L’abstention des électeurs en décembre 2022 n’est certainement pas le résultat d’un boycott lancé par quelques partis sans audience véritable. Plus grave, l’abstention serait le signe d’un phénomène qui ressemble à une sorte d’auto-exclusion du citoyen de la cité et de la chose publique.

LES JEUNES DE LA REVOLUTION ET LA GÉRONTOCRATIE DE LA TRANSITION

L’abstention des jeunes aux législatives nous renvoie à une étude réalisée en Novembre 2022 par mon association Lam Echaml auprès de 4000 jeunes. Cette enquête avait abouti entre autres à la conclusion suivante : les jeunes s’intéressent de moins en moins à la politique et considèrent que les procédures, les textes et les discours sont fort éloignés de leur univers intellectuel et de leurs préoccupations matérielles.

En outre, les jeunes ont l’impression que K. Saied, à la fois Président et juriste, est entrain de reproduire la démarche adoptée par les experts-juristes de l’establishment de 2011 dont il n’a cessé de contester la légitimité.

Les raisons profondes de cet abstentionnisme sont à rechercher dans la configuration du jeune tunisien. L’identité politique n’a pas été construite dans les combats menés par  leurs aînés marxistes ou nationalistes ou islamistes.

Les jeunes de la révolution de 2011 ont réussi à DEGAGER le dictateur avec d’autres modes d’actions que ceux de leurs aînés. Ils vont réussir là où les vétérans des partis politiques ont échoué durant plus de 30 ans.

Curieusement, les premiers pas de la Tunisie vers la démocratie vont voir une gérontocratie s’installait aux commandes et procédait au piratage de ce qui a été l’œuvre des jeunes, leur révolution.

LA BARRE DES 30 % AU SECOND TOUR DES ÉLECTIONS

Si l’abstention massive aux élections législatives de décembre 2022, ne peut être comptée au bénéfice du boycott d’une opposition squelettique, il n’en demeure pas moins que près de 8 millions de tunisiens n’ont pas voté, transformant de facto le suffrage universel en suffrage censitaire.
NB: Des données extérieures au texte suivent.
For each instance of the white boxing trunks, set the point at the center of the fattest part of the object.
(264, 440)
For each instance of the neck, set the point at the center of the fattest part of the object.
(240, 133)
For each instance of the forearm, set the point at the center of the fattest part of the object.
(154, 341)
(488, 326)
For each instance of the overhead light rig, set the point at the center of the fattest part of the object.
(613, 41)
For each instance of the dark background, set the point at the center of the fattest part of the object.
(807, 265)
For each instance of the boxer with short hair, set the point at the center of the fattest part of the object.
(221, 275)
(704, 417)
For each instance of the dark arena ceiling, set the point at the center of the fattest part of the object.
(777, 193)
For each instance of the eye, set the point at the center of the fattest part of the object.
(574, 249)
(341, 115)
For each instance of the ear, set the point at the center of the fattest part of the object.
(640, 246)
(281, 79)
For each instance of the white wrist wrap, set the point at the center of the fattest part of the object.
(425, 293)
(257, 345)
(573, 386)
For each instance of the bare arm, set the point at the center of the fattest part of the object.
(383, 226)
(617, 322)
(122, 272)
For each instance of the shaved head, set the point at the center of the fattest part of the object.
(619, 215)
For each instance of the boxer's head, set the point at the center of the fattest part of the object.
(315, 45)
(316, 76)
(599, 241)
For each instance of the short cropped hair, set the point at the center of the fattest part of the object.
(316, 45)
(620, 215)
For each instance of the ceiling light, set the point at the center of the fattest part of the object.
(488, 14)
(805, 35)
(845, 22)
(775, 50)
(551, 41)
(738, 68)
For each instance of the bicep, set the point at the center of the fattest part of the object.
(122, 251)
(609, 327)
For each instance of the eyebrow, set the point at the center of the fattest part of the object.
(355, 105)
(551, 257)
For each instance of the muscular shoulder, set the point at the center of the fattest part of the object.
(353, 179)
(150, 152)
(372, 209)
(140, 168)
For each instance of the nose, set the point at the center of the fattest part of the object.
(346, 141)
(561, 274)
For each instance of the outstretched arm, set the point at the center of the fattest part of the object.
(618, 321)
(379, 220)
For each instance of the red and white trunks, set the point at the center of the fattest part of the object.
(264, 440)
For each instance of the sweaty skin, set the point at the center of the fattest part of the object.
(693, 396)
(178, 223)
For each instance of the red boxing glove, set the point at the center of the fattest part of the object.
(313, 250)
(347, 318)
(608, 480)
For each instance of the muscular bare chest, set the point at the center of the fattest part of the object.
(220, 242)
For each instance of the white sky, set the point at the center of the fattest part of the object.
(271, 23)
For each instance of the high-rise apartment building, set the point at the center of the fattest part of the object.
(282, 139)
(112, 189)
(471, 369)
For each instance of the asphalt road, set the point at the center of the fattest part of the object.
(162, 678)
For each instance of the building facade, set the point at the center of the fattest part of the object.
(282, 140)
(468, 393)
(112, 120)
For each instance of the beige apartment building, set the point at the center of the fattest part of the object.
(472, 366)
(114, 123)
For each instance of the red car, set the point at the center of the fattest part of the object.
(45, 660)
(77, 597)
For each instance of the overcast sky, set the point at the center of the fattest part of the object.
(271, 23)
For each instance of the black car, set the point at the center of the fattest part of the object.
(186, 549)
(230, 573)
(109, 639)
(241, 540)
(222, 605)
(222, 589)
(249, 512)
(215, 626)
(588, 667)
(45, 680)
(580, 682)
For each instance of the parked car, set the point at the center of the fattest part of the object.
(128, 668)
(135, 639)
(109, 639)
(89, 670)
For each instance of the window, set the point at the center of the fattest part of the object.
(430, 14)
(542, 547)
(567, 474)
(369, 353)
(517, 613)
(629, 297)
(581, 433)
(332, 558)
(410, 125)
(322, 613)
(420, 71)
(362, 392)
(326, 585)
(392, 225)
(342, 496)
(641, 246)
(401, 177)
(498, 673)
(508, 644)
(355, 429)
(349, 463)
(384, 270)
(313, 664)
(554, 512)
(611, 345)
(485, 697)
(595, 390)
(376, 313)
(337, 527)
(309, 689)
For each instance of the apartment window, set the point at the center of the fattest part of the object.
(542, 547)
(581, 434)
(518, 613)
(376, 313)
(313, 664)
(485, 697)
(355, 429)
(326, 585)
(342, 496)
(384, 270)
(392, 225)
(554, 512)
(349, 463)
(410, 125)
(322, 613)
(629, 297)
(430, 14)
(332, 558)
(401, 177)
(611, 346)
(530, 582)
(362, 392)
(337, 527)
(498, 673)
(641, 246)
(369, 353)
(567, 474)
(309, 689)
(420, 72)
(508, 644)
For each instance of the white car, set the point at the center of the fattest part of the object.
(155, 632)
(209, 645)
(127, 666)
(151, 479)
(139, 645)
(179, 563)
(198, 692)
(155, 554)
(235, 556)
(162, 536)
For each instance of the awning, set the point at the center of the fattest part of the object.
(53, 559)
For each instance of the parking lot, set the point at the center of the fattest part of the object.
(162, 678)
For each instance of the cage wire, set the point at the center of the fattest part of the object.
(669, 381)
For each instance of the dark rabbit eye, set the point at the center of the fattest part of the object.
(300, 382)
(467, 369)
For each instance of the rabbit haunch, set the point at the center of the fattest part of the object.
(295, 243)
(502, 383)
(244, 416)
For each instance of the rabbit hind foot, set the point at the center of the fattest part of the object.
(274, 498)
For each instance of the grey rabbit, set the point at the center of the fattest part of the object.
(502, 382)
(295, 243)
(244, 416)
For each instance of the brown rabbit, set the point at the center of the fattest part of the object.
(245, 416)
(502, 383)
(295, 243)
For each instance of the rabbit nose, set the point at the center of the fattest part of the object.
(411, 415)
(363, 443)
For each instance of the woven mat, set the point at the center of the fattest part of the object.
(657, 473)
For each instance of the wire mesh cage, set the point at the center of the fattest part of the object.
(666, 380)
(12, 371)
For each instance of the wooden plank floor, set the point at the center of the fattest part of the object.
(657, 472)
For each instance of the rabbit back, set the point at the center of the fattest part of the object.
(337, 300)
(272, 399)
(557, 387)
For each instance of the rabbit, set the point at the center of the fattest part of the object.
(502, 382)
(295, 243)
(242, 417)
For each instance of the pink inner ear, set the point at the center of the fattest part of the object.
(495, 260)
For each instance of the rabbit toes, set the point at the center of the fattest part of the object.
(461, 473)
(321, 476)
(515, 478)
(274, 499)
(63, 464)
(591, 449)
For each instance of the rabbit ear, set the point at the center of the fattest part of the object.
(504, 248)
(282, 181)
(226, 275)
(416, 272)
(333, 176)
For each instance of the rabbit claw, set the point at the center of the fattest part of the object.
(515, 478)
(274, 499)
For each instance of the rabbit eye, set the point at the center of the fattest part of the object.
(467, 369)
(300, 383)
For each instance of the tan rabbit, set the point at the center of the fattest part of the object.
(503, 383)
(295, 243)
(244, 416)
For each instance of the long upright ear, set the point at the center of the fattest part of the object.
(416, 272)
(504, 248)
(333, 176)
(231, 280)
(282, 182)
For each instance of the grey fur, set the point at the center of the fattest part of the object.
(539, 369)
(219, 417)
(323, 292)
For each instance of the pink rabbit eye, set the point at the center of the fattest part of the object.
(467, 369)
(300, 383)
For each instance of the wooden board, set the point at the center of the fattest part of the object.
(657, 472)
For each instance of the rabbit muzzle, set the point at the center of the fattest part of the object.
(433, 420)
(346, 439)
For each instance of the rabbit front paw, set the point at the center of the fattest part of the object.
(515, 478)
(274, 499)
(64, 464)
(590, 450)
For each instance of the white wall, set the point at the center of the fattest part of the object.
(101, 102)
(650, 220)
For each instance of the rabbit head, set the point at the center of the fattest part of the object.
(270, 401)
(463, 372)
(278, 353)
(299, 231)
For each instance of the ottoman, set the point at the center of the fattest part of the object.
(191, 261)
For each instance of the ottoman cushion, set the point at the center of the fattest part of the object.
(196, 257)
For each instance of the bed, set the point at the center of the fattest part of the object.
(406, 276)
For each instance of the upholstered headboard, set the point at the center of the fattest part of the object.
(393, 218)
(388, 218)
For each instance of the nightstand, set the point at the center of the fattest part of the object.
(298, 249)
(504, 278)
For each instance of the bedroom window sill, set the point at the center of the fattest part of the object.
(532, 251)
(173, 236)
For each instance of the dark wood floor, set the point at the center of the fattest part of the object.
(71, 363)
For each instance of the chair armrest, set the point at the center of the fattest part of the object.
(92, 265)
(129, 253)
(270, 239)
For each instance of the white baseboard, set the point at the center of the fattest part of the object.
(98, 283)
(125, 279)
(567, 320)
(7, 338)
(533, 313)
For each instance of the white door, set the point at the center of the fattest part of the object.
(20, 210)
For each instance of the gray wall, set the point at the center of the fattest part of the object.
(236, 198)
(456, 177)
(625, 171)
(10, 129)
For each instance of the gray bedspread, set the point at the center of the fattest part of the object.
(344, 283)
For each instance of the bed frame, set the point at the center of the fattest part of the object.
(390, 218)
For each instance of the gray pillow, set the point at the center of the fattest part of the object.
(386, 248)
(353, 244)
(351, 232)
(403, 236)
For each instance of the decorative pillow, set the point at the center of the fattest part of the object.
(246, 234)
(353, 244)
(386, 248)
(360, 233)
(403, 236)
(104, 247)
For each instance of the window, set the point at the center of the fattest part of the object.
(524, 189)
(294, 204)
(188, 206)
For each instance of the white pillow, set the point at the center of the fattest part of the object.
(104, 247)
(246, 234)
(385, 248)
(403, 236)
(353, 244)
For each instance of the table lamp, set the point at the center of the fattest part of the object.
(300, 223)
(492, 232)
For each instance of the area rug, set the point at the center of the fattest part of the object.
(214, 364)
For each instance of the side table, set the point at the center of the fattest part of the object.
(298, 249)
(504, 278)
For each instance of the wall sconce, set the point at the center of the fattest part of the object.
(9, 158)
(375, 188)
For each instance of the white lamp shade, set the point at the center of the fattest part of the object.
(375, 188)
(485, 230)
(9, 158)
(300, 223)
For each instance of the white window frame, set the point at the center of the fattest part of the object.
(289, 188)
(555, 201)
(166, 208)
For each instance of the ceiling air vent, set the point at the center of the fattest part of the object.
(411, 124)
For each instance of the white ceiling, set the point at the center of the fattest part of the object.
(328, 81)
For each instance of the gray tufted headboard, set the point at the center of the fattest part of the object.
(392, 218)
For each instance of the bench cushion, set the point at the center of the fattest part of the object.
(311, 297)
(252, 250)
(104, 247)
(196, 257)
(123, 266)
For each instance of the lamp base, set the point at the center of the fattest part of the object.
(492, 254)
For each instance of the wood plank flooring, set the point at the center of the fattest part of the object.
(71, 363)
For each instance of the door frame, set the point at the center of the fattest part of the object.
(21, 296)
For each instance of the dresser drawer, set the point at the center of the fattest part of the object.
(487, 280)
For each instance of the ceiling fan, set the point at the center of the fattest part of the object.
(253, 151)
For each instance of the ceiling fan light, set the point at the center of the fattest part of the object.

Dire donc que la participation au 2nd tour des législatives met en jeu la crédibilité des élections.

L’exemple des législatives de 2014 et de 2019 nous indique des taux de participation de 68% et 41.7%. En considérant qu’un taux de déperdition électorale de 15% est naturel; une barre minimale de 30%  au 2nd tour peut signifier un certain regain de confiance des électeurs.

Sous cette barre minimale, l’abstention au 2nd tour serait alors un geste de désaveu voir de défiance politique.

Elle deviendrait dans un certain sens, une réponse électorale à part entière à l’égard d’une initiative présidentielle jugée inopportune et sans rapport avec les attentes et aspirations sociales et économiques du peuple tunisien.  

En dernière analyse, n’aurait – il pas été plus sage de reporter ou de supprimer carrément un second tour hors de propos politiquement et démocratiquement?